SPRINGFIELD, Mo. — Citizens in America are noticing that simple groceries such as milk and eggs are more expensive than they were last year. The rising prices have lifted inflation to its highest level in 40 years.
The United States isn’t the only country dealing with inflation either. The United Kingdom’s consumer price inflation has surged to the highest level in three decades, bringing on the pressure in households already facing a huge increase in energy costs.
Global supply chain backlogs and booming demand from shoppers have pushed up prices on consumer goods. It wasn’t supposed to be this way. Barely more than a year ago, the Federal Reserve had forecast that consumer prices would end 2021 only about 1.8% higher than they were a year earlier, below even its annual 2% inflation target. But high inflation reasserted itself last year with astonishing speed.
In February 2021, the Labor Department’s consumer price Index was running just 1.7% ahead of a year earlier. From there, the year-over-year price increases accelerated steadily. Now, many economists expect consumer inflation to remain elevated.
“[Inflation] could be around for a while,” said David Mitchell, an economics professor at Missouri State University. “The problem is of course once inflation gets grounded into the system it’s really hard to get it out because people have now built it into their expectations that their wages are going to have to go up 5% or 8%.”
What is causing inflation?
As high inflation first became an issue in the Spring of 2021, the Fed laid out a few reasons to explain what was going on, which included base effects, supply-chain issues, and a tricky labor market.
Base effects are perhaps the most intuitive reason for high price growth. That is, prices dropped considerably throughout 2020 as state governments imposed lockdowns in an attempt to slow the spread of COVID-19.
Once the pandemic began the demand for travel plummeted which led to a drop in prices. Now, with more people vaccinated more people are wanting to travel again.
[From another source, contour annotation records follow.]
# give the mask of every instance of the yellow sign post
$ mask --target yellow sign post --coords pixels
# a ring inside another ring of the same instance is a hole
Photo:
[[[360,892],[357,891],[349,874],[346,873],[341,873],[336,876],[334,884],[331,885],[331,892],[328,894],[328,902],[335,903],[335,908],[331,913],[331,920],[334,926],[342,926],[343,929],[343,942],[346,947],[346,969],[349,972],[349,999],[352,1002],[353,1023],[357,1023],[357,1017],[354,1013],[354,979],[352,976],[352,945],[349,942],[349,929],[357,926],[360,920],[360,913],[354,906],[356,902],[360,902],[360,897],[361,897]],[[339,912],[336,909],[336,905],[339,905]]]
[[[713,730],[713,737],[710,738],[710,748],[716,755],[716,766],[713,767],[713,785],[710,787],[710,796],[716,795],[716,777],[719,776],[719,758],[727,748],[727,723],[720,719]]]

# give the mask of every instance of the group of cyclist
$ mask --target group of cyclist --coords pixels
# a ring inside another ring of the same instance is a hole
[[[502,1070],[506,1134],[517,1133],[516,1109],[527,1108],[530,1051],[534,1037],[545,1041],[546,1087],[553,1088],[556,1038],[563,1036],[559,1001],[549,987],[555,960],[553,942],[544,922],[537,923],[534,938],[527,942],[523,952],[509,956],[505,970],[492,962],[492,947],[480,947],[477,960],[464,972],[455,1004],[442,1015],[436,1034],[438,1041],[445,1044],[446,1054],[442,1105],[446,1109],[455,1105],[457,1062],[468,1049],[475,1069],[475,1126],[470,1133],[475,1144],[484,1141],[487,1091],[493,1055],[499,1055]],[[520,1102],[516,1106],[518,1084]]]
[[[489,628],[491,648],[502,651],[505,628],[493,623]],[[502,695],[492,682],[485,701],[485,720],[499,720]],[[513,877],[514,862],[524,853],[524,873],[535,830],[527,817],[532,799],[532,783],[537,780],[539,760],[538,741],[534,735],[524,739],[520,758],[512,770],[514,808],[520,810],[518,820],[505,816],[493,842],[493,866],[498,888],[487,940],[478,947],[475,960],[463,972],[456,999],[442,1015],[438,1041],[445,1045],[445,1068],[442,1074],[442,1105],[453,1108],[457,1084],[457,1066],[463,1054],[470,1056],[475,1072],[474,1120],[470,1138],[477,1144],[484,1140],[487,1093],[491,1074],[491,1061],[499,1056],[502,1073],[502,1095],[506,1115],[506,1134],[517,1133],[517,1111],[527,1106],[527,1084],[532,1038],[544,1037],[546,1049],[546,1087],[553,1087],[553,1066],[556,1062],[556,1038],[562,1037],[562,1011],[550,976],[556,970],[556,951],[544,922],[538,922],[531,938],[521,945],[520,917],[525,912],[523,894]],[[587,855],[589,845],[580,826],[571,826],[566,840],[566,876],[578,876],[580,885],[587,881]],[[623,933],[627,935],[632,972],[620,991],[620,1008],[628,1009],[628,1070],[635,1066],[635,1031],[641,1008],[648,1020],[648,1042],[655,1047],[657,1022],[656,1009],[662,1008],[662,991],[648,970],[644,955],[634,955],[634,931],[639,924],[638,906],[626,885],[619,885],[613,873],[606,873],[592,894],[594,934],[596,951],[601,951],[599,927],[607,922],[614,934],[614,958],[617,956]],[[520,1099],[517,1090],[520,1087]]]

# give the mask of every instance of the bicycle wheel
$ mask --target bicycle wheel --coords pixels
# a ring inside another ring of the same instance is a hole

Now, airline prices are much higher than a year ago but they remain cheaper than where they were pre-pandemic.
According to reports, supply chain issues is another factor that is causing inflation, but Mitchell says supply chain issues have been happening since the beginning of 2020.
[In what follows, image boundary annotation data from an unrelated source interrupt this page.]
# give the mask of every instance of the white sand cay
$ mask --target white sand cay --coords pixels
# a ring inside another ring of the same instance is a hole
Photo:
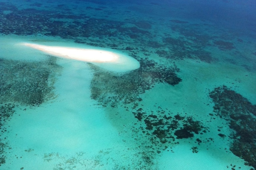
[[[23,45],[53,56],[93,63],[115,72],[125,72],[140,67],[137,60],[128,55],[107,51],[52,46],[35,44]]]

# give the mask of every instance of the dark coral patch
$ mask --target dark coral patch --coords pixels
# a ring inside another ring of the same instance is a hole
[[[55,96],[55,76],[61,67],[56,57],[30,62],[0,59],[0,100],[38,106]]]
[[[230,42],[219,41],[214,41],[214,43],[222,50],[230,50],[235,48],[233,43]]]
[[[177,136],[177,139],[183,139],[194,137],[194,134],[193,133],[184,129],[177,130],[174,132],[174,135]]]
[[[214,103],[214,111],[227,121],[234,130],[229,136],[233,141],[230,150],[256,168],[256,105],[224,85],[215,88],[210,96]]]

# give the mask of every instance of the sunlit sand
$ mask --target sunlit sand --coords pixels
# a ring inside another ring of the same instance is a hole
[[[139,62],[133,58],[107,51],[48,46],[30,43],[23,44],[56,56],[91,63],[112,71],[125,72],[140,67]]]

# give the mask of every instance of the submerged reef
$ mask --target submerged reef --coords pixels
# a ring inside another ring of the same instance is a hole
[[[142,99],[138,95],[145,93],[157,83],[165,83],[172,85],[181,79],[176,72],[178,69],[167,67],[147,58],[140,59],[139,69],[121,75],[102,70],[90,64],[95,71],[91,82],[91,97],[103,106],[110,104],[114,107],[121,102],[127,104]]]
[[[5,163],[7,153],[6,150],[8,147],[8,144],[4,141],[6,138],[3,139],[2,136],[4,133],[8,132],[5,125],[15,112],[14,108],[16,106],[10,103],[0,104],[0,166]]]
[[[56,59],[50,56],[40,61],[0,59],[0,166],[5,163],[8,149],[2,135],[8,132],[5,125],[18,104],[38,106],[56,96],[53,85],[61,68]]]
[[[38,106],[54,98],[56,76],[61,67],[56,57],[29,62],[0,59],[0,101]]]
[[[227,86],[216,88],[209,94],[214,111],[227,120],[234,131],[230,150],[256,169],[256,105]]]

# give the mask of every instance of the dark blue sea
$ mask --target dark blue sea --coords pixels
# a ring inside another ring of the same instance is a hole
[[[255,0],[0,0],[0,169],[256,169]]]

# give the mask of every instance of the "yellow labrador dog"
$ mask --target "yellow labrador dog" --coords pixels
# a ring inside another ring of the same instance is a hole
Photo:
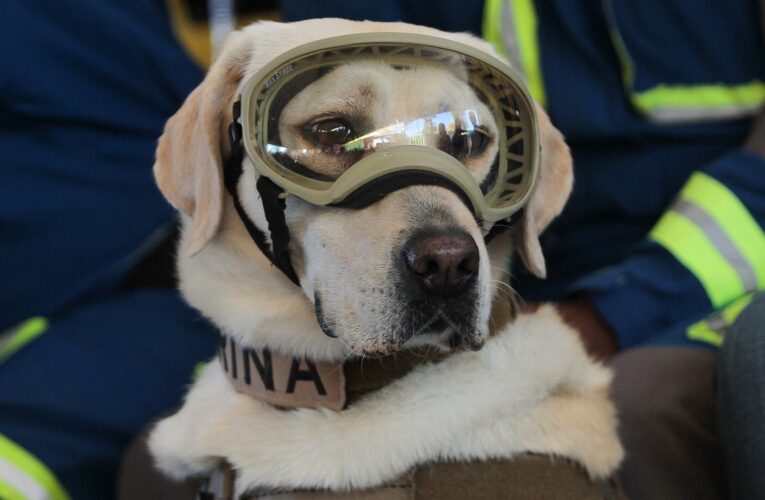
[[[215,359],[180,411],[159,422],[150,436],[156,464],[170,476],[206,474],[225,460],[238,471],[239,492],[347,490],[374,487],[440,460],[534,452],[574,460],[593,478],[608,476],[621,460],[607,396],[610,373],[588,359],[577,335],[551,307],[512,322],[500,320],[508,314],[492,313],[493,303],[503,303],[497,297],[507,293],[513,251],[531,272],[544,275],[538,236],[560,212],[572,185],[568,149],[541,108],[536,110],[541,142],[536,189],[514,229],[488,245],[465,203],[443,187],[406,187],[361,209],[318,207],[288,197],[285,217],[297,287],[253,245],[237,216],[224,188],[223,162],[232,154],[227,127],[243,83],[274,57],[307,42],[391,31],[445,37],[493,52],[467,34],[339,19],[264,22],[230,37],[204,82],[168,121],[157,149],[157,182],[183,222],[180,288],[239,345],[281,356],[331,363],[412,346],[448,350],[455,336],[483,348],[418,366],[343,411],[285,411],[254,399],[236,390]],[[411,73],[373,63],[330,72],[286,103],[279,124],[283,139],[305,140],[304,134],[290,135],[290,124],[331,118],[338,103],[374,121],[394,110],[432,114],[437,110],[428,107],[475,99],[472,92],[450,88],[459,82],[436,70],[423,70],[417,78]],[[434,95],[434,88],[442,88],[443,95]],[[484,105],[476,100],[471,106]],[[496,124],[484,123],[491,136]],[[344,133],[332,127],[330,133]],[[309,132],[327,133],[316,127]],[[474,142],[465,161],[489,175],[494,155],[490,140]],[[331,172],[343,166],[327,160],[320,168]],[[244,159],[241,206],[265,231],[258,177]],[[415,243],[427,252],[440,251],[439,241],[447,241],[447,250],[461,255],[469,291],[415,300],[410,290],[420,290],[412,283],[421,281],[422,273],[402,272],[401,256],[424,229],[449,236]]]

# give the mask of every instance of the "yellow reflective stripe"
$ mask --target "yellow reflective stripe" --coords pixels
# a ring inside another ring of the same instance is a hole
[[[741,278],[733,266],[704,232],[683,215],[665,212],[649,237],[696,276],[715,309],[744,294]]]
[[[723,343],[725,332],[746,309],[752,298],[754,293],[739,297],[721,311],[717,311],[711,318],[691,325],[686,332],[688,338],[719,347]],[[716,328],[715,323],[721,323],[720,327]]]
[[[16,488],[3,481],[0,477],[0,498],[3,500],[27,500]]]
[[[757,288],[765,288],[765,233],[741,200],[703,172],[691,176],[681,196],[702,207],[717,222],[754,270]]]
[[[0,434],[0,456],[34,479],[48,493],[51,500],[69,500],[69,494],[56,476],[32,454],[3,434]]]
[[[507,0],[486,0],[483,8],[481,32],[484,39],[494,46],[497,53],[507,56],[507,49],[502,40],[502,3]]]
[[[638,109],[652,111],[672,108],[756,108],[765,102],[765,83],[753,80],[743,85],[667,85],[633,92]]]
[[[753,298],[754,298],[754,292],[736,299],[731,305],[723,309],[722,317],[723,317],[723,320],[725,320],[725,323],[727,323],[728,326],[732,325],[733,322],[736,321],[736,319],[738,319],[741,313],[744,312],[744,309],[746,309],[746,306],[748,306],[749,303],[752,302]]]
[[[209,68],[212,61],[209,24],[195,22],[184,0],[165,0],[165,4],[175,38],[199,67]],[[260,12],[257,16],[242,16],[236,19],[236,29],[252,24],[258,19],[279,21],[280,16],[275,10]]]
[[[513,28],[531,97],[542,106],[547,103],[542,80],[542,65],[537,38],[537,13],[534,0],[509,0],[513,9]]]
[[[48,320],[35,316],[0,335],[0,363],[48,329]]]

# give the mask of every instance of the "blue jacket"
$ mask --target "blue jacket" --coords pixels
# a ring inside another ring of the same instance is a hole
[[[526,299],[586,294],[622,347],[718,345],[765,288],[765,159],[741,148],[765,101],[755,0],[282,5],[287,20],[482,33],[524,70],[572,148],[576,178],[542,237],[547,280],[516,277]]]

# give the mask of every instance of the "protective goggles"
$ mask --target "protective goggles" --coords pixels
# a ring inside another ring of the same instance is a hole
[[[520,77],[434,36],[365,33],[297,47],[245,84],[241,118],[258,172],[314,205],[361,207],[430,184],[496,222],[526,203],[538,170],[536,115]]]

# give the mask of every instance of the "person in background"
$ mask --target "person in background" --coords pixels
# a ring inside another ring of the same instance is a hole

“We have been having supply chain issues since January, February, and March of 2020,” said Mitchell. “So, it’s not just a supply chain issue. It’s more than that. You had an unprecedented amount of government spending within the last two years. You had them sending people lots of checks, so that has a big part of it as well.”
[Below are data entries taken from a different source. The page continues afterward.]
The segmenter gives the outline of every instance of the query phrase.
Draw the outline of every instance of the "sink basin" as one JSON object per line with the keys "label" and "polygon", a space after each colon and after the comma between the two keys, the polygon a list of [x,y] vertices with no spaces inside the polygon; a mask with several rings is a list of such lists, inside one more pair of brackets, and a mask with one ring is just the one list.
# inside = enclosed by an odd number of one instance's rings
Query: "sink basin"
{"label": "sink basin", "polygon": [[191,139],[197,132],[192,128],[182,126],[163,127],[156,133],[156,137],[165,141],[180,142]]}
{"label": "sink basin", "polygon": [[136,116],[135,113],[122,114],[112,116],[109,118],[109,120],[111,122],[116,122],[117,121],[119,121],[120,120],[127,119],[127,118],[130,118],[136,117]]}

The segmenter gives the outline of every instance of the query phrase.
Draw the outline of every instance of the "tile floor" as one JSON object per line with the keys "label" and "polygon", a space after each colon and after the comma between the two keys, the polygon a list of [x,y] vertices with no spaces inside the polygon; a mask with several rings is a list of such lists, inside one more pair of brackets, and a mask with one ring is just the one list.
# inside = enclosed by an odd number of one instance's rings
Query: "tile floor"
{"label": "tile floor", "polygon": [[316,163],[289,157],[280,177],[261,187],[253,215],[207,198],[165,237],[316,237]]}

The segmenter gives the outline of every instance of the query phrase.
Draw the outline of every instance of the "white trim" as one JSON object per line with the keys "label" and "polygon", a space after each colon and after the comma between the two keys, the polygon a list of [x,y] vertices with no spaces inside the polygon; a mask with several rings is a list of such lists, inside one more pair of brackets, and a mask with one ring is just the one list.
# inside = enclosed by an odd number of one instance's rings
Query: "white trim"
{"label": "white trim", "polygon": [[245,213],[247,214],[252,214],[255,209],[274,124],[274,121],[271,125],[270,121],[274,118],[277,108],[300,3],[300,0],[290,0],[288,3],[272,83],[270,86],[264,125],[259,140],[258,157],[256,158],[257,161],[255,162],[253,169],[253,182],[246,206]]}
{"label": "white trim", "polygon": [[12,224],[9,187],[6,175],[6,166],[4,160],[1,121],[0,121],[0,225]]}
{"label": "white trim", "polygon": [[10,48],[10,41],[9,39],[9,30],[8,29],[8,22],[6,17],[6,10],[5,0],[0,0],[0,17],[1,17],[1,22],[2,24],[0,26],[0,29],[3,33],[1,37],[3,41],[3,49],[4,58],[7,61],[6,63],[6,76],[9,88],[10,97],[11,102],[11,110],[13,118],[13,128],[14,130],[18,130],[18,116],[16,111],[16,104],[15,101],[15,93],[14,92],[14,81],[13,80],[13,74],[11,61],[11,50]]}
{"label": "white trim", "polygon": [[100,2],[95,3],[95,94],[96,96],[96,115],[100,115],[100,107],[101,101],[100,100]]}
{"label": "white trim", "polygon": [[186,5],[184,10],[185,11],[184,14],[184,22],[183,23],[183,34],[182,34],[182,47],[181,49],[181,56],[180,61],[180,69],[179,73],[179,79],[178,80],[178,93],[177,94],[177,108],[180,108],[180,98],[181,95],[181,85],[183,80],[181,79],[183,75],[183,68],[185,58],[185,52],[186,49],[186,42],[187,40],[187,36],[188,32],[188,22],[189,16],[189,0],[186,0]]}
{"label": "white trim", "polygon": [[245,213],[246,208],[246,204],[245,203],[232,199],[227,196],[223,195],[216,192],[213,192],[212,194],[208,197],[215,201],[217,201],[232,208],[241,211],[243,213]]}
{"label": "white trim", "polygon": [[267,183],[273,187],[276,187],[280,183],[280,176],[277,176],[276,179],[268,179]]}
Labor issues are another concern. Millions of Americans lost their jobs during the COVID-19 Recession, which resulted in fewer items being produced. Meanwhile, businesses have had a difficult time last year hiring enough workers.
What kind of impact will this have on small businesses?
Owners of small businesses have had a rough couple of years since the pandemic began. At the beginning of 2020, many businesses were forced to shut down and left many owners wondering about the future. Now, business owners will have to worry about the major increase in inflation.
“This is going to have a huge impact on small businesses because they are the least likely to be able to deal with the recent price increase,” said Mitchell. “You’re really large companies like General Motors, Ford, Toyota, they can absorb a lot of cost increases. But the small businesses have a much harder time doing that.”
According to Mitchell wages are the largest component of cost for all firms. Small businesses have several problems owners have to find a solution to.
“They’re thinking, I have to pay my workers more, I can’t get people to come in, the stuff I need to make my product is difficult to get,” said Mitchell. “It really is the perfect storm for small businesses.”
Is Inflation a good thing?
Some economists believe inflation can be a good thing, but Mitchell is not one of them.
“Typically what a lot of people think if you have this really slow mild inflation you can decide to not increase workers pay, which is essentially giving your workers a pay cut without them even knowing it,” said Mitchell. “The fact that it’s happening to you slowly doesn’t change the fact that it is happening to you.”
Inflation could ease as the omicron wave fades and as Americans shift more of their spending to services such as travel, eating out, and movie-going. That would reduce the demand for goods and help clear supply chains.
But some higher prices, such as rent may prove to be a challenge. Rental costs, which have accelerated since summer, rose 0.4% in December, the third consecutive monthly increase. That’s significant because housing costs make up one-third of the government’s consumer price index.
Republicans in Congress and even some liberal economists say Biden is partly to blame for high inflation, arguing that the financial rescue package he pushed through Congress last March added significant stimulus to an already strengthening economy.